EAT: PAX River Ale House, Lexington Park. A popular spot for people who work on Base, PAX River Alehouse has good brews on tap, of course, but also gooey bites like Bavarian Pretzel Sticks ($9.5) and Onion Ale Soup made with onions stewed in ale and sherry, topped with toasted croutons and gruyere cheese ($6.50)
EAT: Ruddy Duck Seafood and Alehouse, St. George’s Island. Right next door to the Island Inn and Suites, this second Ruddy Duck outpost is all about the water views on both sides. Try “Duckballs” over mashed potatoes ($8), Fish Tacos ($14.50), Brewmaster ($11) – a large bratwurst poached in Ruddy Duck IPA on a baguette, or a crab dish, like the popular “Steak and Cake” ($42) a Ribeye and Jumbo Lump Crab Cake. Order a frosty, the likes of Peach Nouveau and Apricot Wheat, brewed at the other Ruddy Duck Brewhouse in Solomons MD. The place is jumpin’ every night of the week. For a quiet corner of the Southern Shore, this is a happening place.
EAT/PICNIC: St. Inigoes General Store. You’d just pass by this nondescript side of the road convenience store, unless you know better. The boxed lunches are better than most – fresh, gourmet, and perfect for a picnic table or boat cruise.

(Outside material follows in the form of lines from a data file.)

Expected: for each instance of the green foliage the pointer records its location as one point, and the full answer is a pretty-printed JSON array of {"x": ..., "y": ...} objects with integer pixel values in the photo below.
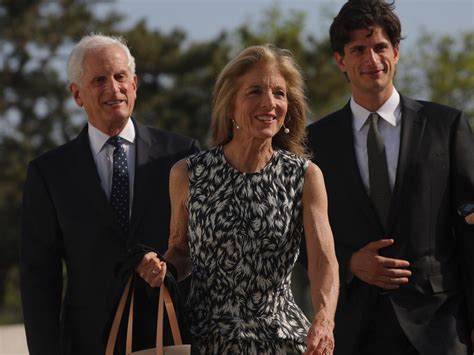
[{"x": 442, "y": 70}]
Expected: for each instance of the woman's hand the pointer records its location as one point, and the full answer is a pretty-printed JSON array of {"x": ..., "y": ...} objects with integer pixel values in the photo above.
[
  {"x": 320, "y": 338},
  {"x": 152, "y": 269}
]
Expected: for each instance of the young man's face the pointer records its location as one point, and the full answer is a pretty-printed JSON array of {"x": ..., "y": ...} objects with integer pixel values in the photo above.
[{"x": 369, "y": 61}]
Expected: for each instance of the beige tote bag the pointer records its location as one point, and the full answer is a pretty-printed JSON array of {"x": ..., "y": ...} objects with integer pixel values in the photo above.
[{"x": 163, "y": 301}]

But even cooler, St. Inigoes General Store has one of the largest collection of unique and rare sodas to be found anywhere. Come in for a tasting: butterscotch, glow-in-the-dark and others will blow your mind, even if modest owner, Tim Blasko, thinks its no big deal.
Where to Stay in St. Mary’s County MD
STAY: Swanendele Inn, Ridge. On a promontory at the Southern tip of St. Mary’s County MD, where the Potomac River meets Chesapeake Bay, the Swanendele Inn is the perfect hideaway for stressed out intellectuals, nature lovers, and really anyone seeking a slow-paced few days away from the grind. Opened in June 2019, it’s one of the most elegant and interesting spots to stay in Maryland. A Maven Favorite, you can read our complete write on its own page here.
STAY: Island Inn and Suites, St. George’s Island. Cross the causeway (where a sign states: “British Landing Prevented”) onto this arrow thin entrance to St. Mary’s County’s least commercially developed island, St. George’s. Check in to this 28-room boutique inn and you’ll be forced to answer one question: “do want sunrise or sunset views?”
Wedged between the Potomac River and St. George’s Creek, you can’t really go wrong with either one. Rooms have just been updated with wave-patterned carpeting and delightful bright hued bedding.
And, the incredible thing? A standard room – which includes those stunning water views, starts at just $75 offseason and “goes up to” $99 in season. Astoundingly, you can score a large two-bedroom suite with kitchen (the size of a NYC apartment) for just $230 per night at the height of the season.
Even better, the hotel lets guests use bicycles and kayaks for free (or, in season, for $5 for two hours). An unheard of deal. Lovely updated rooms from $75 per night include free use of bikes and kayaks.